On Fairy Tales, Their Sensitive Characters, and The Sensible Readers They Create

Christine A. Jones, University of Utah
Vol. 25, No. 1 (Spring 2006), 13-30

Focusing on the work of Marie-Catherine d’Aulnoy, this essay explores sensibilité as a theme that evokes active reader responses in the literature and fairy tales of the 1690s. Fairy tales of the 1690s appear to want to elicit active response (as opposed to somnolence) and pleasure (as opposed to moral rectitude) in the reader. One of the ways fairy tales do this is by giving the otherwise fantastical characters an emotional life: embarrassment, nervousness, and joy are commonly felt emotions.
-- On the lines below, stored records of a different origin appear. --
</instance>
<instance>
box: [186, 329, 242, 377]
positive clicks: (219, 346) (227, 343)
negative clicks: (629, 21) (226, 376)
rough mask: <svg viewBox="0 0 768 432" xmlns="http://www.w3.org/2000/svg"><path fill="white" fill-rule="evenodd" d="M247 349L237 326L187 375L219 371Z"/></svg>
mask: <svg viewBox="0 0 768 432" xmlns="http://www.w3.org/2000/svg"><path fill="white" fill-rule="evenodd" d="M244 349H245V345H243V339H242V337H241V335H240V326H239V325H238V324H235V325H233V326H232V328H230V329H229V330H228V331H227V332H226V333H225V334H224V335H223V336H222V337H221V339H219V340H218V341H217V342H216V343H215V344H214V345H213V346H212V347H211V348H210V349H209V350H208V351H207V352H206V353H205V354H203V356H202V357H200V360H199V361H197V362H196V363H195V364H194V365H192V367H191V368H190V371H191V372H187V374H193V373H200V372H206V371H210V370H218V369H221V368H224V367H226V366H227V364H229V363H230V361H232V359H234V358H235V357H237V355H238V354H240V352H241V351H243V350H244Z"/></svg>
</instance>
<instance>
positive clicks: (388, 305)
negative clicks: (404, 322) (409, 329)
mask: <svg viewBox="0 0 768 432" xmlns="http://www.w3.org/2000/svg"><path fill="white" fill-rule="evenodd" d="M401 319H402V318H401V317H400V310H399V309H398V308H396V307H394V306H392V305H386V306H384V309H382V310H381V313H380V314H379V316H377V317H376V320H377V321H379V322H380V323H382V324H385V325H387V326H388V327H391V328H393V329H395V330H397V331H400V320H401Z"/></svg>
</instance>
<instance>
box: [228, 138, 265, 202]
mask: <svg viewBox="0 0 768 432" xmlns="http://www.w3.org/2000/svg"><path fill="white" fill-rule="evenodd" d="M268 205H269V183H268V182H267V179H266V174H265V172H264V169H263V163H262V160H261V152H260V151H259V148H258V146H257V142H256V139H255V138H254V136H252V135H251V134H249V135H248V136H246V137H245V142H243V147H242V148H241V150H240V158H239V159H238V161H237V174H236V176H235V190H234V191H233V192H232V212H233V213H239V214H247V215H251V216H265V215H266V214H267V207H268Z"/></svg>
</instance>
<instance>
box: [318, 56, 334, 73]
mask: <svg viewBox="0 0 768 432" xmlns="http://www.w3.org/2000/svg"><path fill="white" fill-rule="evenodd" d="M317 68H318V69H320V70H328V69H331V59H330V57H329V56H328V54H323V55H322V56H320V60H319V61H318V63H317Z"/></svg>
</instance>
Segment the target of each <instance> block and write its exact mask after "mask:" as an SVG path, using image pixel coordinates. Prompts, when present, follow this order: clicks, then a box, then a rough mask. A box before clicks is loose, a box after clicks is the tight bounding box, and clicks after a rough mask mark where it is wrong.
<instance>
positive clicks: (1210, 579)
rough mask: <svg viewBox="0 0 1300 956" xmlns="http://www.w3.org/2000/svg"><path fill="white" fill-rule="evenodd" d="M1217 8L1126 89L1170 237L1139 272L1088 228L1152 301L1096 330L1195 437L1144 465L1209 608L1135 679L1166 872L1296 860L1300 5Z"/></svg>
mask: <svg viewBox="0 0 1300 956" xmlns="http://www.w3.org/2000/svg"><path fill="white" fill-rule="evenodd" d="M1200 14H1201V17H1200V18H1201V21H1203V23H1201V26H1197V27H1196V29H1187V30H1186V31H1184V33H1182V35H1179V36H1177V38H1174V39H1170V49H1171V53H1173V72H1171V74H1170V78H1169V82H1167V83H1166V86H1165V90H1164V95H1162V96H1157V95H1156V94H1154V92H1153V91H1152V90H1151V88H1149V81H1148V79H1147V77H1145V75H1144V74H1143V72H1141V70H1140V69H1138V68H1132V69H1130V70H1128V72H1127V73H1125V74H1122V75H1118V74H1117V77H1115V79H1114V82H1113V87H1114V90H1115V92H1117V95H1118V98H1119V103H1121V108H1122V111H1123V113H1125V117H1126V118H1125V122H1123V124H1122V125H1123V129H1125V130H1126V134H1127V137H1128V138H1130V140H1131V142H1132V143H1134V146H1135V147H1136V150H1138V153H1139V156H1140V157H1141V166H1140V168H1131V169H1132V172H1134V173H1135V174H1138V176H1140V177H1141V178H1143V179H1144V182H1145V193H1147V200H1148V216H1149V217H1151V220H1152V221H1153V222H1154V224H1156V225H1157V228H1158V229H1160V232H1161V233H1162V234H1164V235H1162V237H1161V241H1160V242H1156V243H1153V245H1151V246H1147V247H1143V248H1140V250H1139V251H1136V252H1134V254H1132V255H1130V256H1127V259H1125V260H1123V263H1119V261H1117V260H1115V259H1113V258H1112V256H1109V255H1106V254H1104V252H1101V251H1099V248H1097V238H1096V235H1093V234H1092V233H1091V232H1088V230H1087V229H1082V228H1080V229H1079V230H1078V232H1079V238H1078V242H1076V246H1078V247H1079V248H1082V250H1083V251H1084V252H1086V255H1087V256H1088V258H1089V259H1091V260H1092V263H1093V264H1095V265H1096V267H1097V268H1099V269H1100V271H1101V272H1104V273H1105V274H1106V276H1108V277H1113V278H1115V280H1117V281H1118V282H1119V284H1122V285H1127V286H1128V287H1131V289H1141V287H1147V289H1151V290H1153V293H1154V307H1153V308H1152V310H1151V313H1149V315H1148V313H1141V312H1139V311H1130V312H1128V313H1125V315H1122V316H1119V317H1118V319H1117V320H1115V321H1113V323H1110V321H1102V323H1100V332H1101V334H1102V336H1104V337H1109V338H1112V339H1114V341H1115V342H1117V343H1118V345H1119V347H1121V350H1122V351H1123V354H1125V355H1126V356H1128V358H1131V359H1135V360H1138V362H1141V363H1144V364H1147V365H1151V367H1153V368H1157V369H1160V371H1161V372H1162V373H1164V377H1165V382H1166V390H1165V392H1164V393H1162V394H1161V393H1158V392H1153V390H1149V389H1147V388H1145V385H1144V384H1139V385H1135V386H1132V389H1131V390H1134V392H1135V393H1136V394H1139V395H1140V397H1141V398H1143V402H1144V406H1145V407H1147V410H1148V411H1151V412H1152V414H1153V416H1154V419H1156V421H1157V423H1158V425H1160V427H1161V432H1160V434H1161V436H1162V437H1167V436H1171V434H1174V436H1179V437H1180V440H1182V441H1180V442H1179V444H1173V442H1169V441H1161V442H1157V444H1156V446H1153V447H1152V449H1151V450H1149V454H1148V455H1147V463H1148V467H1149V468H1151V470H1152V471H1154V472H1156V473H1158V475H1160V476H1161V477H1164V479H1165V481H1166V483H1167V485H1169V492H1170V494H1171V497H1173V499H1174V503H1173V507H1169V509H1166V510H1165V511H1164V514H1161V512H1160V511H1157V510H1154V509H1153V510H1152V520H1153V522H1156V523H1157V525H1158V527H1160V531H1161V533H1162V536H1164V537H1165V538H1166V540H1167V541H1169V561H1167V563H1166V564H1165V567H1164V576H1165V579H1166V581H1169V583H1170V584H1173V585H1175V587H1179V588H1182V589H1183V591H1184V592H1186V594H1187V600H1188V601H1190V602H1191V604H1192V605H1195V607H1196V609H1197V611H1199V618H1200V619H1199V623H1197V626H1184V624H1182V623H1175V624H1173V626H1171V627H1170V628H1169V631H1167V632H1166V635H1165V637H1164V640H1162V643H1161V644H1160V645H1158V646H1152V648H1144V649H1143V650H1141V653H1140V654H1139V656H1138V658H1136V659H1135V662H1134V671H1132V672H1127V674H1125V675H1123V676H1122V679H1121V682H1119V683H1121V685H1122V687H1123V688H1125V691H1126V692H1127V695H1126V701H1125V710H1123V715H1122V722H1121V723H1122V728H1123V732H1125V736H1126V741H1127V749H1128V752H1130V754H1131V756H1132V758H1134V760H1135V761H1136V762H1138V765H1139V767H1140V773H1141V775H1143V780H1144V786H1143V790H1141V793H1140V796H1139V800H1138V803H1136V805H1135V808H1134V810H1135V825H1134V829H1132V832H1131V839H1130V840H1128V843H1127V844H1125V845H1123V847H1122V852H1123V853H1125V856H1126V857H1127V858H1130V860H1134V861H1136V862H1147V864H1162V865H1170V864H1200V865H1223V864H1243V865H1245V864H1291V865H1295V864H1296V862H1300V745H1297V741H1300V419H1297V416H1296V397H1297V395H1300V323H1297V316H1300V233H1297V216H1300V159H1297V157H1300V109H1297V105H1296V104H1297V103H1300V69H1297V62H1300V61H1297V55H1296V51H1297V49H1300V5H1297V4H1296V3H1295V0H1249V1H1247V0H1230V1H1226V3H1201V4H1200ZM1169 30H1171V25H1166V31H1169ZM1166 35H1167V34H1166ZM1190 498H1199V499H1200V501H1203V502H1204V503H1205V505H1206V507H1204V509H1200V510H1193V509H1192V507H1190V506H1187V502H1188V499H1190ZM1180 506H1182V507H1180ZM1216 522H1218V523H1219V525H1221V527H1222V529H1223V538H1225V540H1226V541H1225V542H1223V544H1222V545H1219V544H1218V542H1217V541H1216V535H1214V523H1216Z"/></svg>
These emotions correspond with the narratives of sensibility that were becoming increasingly prevalent in French and English novels during the late seventeenth century, further prompting audience interest and sympathy. The article argues that d’Aulnoy’s use of sensibilité and insensibilité encourages readers to find a fulfilling emotional interiority in fiction, interiority that had been missing from literature up to this point. This essay takes up prefaces, early editions, and the most famous condemnation of the fairy tale genre to show that emotionalism, just as much as the marvelous elements associated with literary fairy tales, gives the genre its characteristic flair and distinguishes it from the folktale.